The biggest reason is that peptides dissolve in liquid no matter what the temperature while gelatin requires warm to hot liquids. This would allow all the formula ingredients to be conveniently blended together in one step, which eliminates the necessity of warming the water portion of the formula in a small pan on the stove first (not a microwave) in order to dissolve the gelatin before adding in the other ingredients.
Using peptides instead of gelatin also eliminates the problem of the formula congealing slightly when refrigerated. While this problem is not a safety issue or really a problem at all, as it is resolved when a bottle of the formula is warmed up for baby, it can sometimes alarm parents who are making the formula for the first time.

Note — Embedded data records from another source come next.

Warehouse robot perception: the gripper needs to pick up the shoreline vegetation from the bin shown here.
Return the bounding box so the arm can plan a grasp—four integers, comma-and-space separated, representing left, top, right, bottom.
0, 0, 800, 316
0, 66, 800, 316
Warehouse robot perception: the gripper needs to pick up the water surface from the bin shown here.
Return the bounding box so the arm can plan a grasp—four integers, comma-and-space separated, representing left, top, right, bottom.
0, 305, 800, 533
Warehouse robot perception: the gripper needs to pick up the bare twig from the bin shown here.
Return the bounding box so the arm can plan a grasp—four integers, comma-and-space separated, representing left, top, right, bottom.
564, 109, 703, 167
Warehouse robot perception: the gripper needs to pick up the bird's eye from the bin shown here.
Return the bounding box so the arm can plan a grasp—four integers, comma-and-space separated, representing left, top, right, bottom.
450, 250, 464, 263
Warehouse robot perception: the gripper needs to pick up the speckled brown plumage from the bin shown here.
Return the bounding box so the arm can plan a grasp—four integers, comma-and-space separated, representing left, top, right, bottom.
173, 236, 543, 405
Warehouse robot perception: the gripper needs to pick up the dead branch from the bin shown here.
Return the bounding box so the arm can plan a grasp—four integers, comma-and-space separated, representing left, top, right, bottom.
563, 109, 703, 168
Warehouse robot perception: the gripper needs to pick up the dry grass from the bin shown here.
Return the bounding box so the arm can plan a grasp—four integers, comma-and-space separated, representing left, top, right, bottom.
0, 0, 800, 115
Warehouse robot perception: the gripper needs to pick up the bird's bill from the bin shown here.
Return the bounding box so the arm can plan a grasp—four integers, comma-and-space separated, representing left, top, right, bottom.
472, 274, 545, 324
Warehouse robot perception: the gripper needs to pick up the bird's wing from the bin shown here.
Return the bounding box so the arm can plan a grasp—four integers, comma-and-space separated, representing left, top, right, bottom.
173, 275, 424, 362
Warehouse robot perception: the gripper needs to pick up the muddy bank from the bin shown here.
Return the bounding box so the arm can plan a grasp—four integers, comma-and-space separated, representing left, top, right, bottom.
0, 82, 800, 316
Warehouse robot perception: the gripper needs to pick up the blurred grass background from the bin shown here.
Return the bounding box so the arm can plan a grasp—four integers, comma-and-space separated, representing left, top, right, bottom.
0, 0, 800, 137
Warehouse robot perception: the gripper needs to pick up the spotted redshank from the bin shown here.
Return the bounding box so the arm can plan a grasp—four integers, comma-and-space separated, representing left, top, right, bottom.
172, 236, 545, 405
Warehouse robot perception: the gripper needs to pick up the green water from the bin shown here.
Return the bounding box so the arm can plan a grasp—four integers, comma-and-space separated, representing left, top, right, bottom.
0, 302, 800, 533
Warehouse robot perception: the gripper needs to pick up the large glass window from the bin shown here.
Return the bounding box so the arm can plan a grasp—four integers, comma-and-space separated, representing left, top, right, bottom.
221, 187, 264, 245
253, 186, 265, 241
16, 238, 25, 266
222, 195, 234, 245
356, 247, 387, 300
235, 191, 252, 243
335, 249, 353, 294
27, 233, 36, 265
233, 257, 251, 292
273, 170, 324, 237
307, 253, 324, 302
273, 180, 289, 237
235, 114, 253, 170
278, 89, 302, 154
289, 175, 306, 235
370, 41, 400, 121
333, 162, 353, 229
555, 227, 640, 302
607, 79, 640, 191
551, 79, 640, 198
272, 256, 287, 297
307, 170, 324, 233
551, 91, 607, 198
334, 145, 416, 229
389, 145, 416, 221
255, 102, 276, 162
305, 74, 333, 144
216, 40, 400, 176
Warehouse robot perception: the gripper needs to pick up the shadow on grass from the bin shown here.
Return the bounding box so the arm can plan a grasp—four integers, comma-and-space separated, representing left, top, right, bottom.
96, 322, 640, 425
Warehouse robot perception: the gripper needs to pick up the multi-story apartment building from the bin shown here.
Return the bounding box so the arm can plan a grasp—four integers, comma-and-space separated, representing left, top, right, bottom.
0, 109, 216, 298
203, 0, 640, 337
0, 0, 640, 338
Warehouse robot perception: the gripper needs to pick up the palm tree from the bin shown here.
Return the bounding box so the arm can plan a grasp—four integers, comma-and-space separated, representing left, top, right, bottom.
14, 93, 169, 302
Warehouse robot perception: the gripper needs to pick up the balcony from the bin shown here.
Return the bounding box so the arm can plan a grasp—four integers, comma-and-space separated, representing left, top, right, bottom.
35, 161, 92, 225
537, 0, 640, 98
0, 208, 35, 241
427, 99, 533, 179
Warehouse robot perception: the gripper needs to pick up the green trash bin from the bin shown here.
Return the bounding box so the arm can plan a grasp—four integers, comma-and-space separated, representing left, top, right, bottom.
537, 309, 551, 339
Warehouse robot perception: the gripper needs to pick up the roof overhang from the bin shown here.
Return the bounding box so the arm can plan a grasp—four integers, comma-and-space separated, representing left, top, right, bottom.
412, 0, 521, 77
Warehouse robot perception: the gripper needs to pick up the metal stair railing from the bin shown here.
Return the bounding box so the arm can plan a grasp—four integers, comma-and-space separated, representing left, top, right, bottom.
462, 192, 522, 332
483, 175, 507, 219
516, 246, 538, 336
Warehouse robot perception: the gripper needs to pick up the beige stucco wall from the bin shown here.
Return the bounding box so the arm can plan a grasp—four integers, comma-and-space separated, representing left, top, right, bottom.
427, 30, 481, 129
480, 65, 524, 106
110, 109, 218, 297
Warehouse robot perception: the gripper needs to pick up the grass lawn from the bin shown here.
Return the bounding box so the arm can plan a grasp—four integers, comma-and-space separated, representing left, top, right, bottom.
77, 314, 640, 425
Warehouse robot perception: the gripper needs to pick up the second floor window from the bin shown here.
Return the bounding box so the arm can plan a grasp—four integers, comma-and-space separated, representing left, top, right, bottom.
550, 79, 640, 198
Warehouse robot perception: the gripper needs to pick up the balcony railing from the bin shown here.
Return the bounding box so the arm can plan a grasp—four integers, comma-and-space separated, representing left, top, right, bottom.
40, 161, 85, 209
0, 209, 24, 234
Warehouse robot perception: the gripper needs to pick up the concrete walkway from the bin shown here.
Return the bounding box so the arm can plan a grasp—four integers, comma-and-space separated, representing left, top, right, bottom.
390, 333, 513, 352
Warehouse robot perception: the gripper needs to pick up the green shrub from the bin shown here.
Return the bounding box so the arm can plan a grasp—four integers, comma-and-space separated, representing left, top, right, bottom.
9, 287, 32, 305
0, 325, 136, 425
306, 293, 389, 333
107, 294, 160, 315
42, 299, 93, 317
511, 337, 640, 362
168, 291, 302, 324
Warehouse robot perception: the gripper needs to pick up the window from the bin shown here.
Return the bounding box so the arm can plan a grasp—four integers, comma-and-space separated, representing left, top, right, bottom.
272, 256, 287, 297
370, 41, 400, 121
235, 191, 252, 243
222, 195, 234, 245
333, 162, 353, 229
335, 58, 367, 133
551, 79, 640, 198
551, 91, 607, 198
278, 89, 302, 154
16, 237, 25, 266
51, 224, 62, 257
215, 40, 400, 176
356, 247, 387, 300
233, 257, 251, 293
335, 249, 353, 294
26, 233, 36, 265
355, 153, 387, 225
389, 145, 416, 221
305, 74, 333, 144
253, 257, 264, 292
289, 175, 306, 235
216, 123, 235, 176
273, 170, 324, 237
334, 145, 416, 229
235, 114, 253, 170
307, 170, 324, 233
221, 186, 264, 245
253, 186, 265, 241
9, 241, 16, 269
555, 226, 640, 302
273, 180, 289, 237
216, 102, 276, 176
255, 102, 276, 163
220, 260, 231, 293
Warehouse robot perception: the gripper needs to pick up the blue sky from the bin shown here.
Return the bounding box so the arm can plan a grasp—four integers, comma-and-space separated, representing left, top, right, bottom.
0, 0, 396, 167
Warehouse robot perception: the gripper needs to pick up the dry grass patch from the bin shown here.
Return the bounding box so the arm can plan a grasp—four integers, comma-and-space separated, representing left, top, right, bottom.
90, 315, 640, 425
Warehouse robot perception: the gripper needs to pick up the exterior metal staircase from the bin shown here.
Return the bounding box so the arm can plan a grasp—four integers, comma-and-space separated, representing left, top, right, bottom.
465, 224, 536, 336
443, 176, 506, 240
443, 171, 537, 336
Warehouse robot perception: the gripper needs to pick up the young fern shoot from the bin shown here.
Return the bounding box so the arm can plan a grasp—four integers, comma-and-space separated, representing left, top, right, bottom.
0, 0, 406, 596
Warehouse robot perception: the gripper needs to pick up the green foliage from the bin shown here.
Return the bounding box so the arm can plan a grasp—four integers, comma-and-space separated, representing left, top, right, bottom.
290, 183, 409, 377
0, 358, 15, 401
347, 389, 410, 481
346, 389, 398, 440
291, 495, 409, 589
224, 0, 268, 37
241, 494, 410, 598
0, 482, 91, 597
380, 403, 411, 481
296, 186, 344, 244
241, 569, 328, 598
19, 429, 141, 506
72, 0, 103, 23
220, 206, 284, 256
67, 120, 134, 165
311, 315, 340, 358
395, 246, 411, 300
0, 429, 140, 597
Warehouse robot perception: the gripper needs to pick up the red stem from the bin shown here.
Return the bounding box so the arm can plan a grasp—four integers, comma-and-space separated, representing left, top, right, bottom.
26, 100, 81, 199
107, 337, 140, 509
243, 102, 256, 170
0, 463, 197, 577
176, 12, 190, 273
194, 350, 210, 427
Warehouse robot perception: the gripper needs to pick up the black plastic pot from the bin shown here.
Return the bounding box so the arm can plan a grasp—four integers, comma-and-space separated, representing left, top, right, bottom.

From a nutritional perspective, collagen peptides have a very similar amino acid profile to gelatin and look and taste almost exactly the same. They are processed in a similar manner and are made from the same ingredients.
Both collagen peptides and gelatin remain hydrophilic even after cooking or heating too. This means that both attract digestive juices in a manner similar to raw foods. All other cooked foods repel digestive juices, making gelatin and peptides unique in how they benefit the digestive process.
Seems like a no brainer to make the substitution!
However, before you make the change in your home, here are some guidelines to consider.
When to Try Peptides Instead of Gelatin in Baby Formula
Of all the ingredients in the cow’s milk baby formula, gelatin is one of the top two that might potentially cause digestive upset for baby. The other ingredient is the nutritional yeast. Incidentally, gelatin is included in the goat milk baby formula recipe and bone broth baby formula recipe as well.
While most babies tolerate the gelatin just fine, when a parent emails me that their baby is gassy or fussy after feeding, one of the first things I typically suggest is to try removing the gelatin and/or the nutritional yeast from the formula and see if that helps.
If this is the situation for your baby where the gelatin is not well tolerated, then, by all means, try the peptides instead. The manufacturing of peptides is more intensive than the processing of gelatin, which breaks up the amino acid chains (protein) into smaller units. This can make them a bit easier to digest than gelatin for some people with, especially sensitive digestion.
Another reason to substitute the peptides for the gelatin is when the baby has an allergy to beef. While rare, this type of allergy is on the rise, and I have definitely had a few parents email me about it over the years.
Grassfed beef gelatin is the type recommended for the homemade baby formula (tested free of glyphosate residue). If an allergy is present, it may be prudent to try the wild marine peptides (tested for purity) instead.
When Not to Substitute Peptides
If your baby is doing well with gelatin added to the homemade formula, then it is not advisable to substitute the collagen peptides just for the sake of convenience.
While collagen peptides are a bit easier to digest than straight gelatin for some people, remember that extra processing is required to make peptides.
Providing baby with ingredients that are processed as little as possible is the optimal approach as long as the gelatin is not causing any issues.
In other words, if it ain’t broke, don’t fix it! Stick with the original homemade formula recipe devised by the brilliant food scientist Dr. Mary Enig, co-author with Sally Fallon Morell of the nutritional classic Nourishing Traditions.